The audience went wild, but Vengerov stopped the applause
and instead started talking about Ysaye and his admiration of Bach,
his admiration of the great violinists of his time and about the echo-effect,
Bach as well as Ysaye use, a subtle lead-in to the Echo Sonata, Op.
69 by Vengerov´s compatriot and friend Rodion Shchedrin.
Composed to mark the tercentenary of Bach´s birth,
`this set of nine variations on a fragmentary theme, interwoven with
traces of Bach´s work for unaccompanied violin´, has been part of Vengerov´s
repertoire for some time and nobody plays this work with a deeper understanding
for its contrasting levels and the tonal lightness than him.
After the interval followed three sonatas for solo
violin by Ysaye: D minor, Op.27 No.3 (dedicated to George Enescu), E
minor, Op.27, No.4 (dedicated to Fritz Kreisler and one even got the
feeling that it was Kreisler and not Vengerov, who played it) and E
minor, op27, No.6 (dedicated to Manuel Quiroga). Any other artist would
have left the stage between those technically, and musically, extremely
demanding works - not so Vengerov. Instead he entertained the audience
with jokes: one about a famous violinist, who had died. But instead
of going to heaven he went to hell. There, all his great colleagues
from the past were playing in an orchestra, conducted by the devil himself.

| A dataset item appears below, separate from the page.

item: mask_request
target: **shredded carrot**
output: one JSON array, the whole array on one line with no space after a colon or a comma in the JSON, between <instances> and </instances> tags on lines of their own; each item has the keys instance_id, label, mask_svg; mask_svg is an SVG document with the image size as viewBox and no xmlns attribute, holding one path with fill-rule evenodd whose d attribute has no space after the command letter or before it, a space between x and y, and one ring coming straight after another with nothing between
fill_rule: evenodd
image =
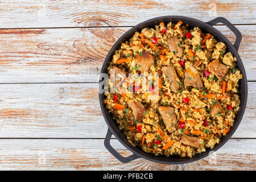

He joined in immediately, but after some time he asked one colleague
after the other if there would not be a break soon. Finally, Isaac Stern
whispered, `never a break´. In another joke a violinist asks a fortune-teller
about his future. She looks at his hand and tells him there is very
good and a very bad news. "Which do you want to hear first?", she asks.
"Of course, the good news" he answers. "The good news is, that as soon
as your life on earth is over, you will go to heaven and be the leader
of the best orchestra you can imagine, conducted by God." The violinist
is over the moon. "But now tell me the bad news." "This, unfortunately,
will happen tomorrow".
An encore, an Adagio by Bach, followed and before Maxim
Vengerov finished his recital with the Balalaika Op.100 by Shchedrin,
dedicated to him, he invited the audience to ask him questions. When
the concert was finally over, he came into the foyer and signed copies
of his latest CD - the same concert he had just played (EMI Classics
5 57384 2). A memorable evening with surely the greatest violinist of
our time, and one who is also an incredibly relaxed communicator.